For the greater good of public health, it is important to have NGS data publically available, filtered with metadata, so that patients are not identifiable. From a computational standpoint, the only way that this predictive strategy will work is if all of the genomic data are centralized. If sequence data are isolated in individual hospitals and not shared, this centralized approach will be nearly impossible to undertake (7). Individualized databases would represent only a single city's microbiome instead of that of the whole country or the whole world. Furthermore, the NIH issued a mandate in 2003 to promote data sharing from principal investigators requesting $500,000 or more in grant support. In January 2015, the NIH announced that all grantees are required to publicize large genomic data sets by the time of publication (166)). One would imagine that this requirement would help tremendously in adding genomic sequence information to public repositories, but enforcement has been meek (214, 215).
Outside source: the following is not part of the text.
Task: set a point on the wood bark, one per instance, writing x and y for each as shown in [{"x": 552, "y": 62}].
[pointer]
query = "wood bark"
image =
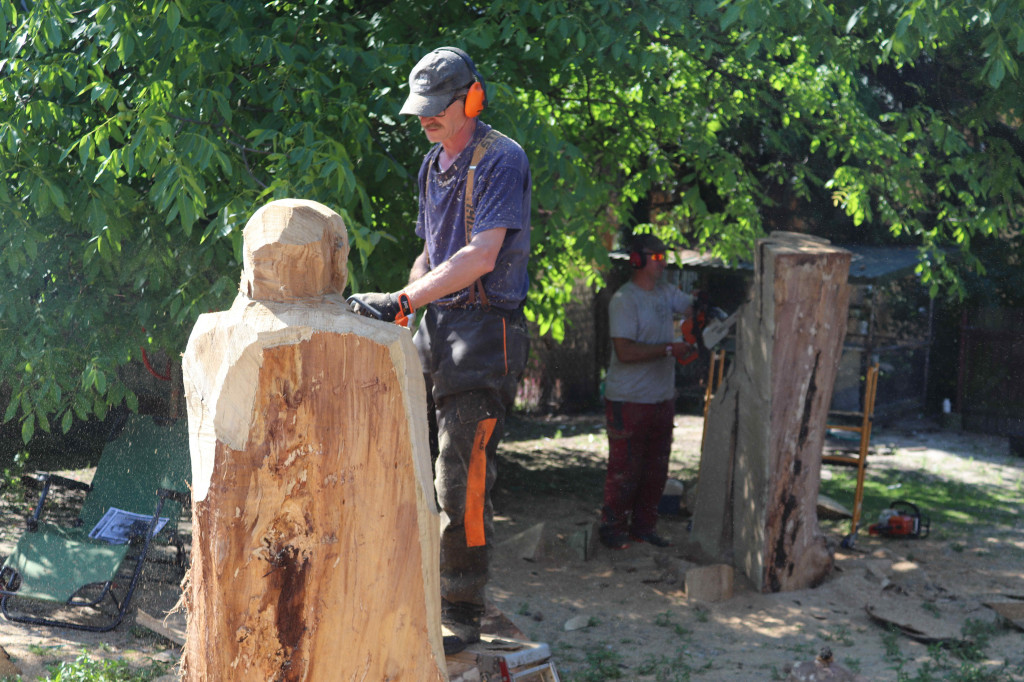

7b. Representation of an NGS Diagnostic Test Result in a Patient's Medical Record

It was suggested that none of the actual genomic data should be incorporated into the patient's electronic medical record but rather the clinically actionable, interpreted result should be stated in the patient's file. The version of the software and the genomic reference sequence database should also be noted in the medical record. The suggestion that only the actionable result be stored is partly due to the challenges of laboratory management systems and hospital information systems, which largely cannot support the bioinformatics component of NGS. Hospitals can choose to store the bioinformatics data locally or to utilize off-site remote hosting like Amazon cloud support, as long as these systems uphold HIPAA compliance and security requirements. Clinical sequences could be deposited in the database, where personally identifiable information could be held locally and disconnected from the public data. All information in the reference database should be legally nondis-coverable. A sophisticated link from the patient's medical record to the reference database would benefit the broader community (30).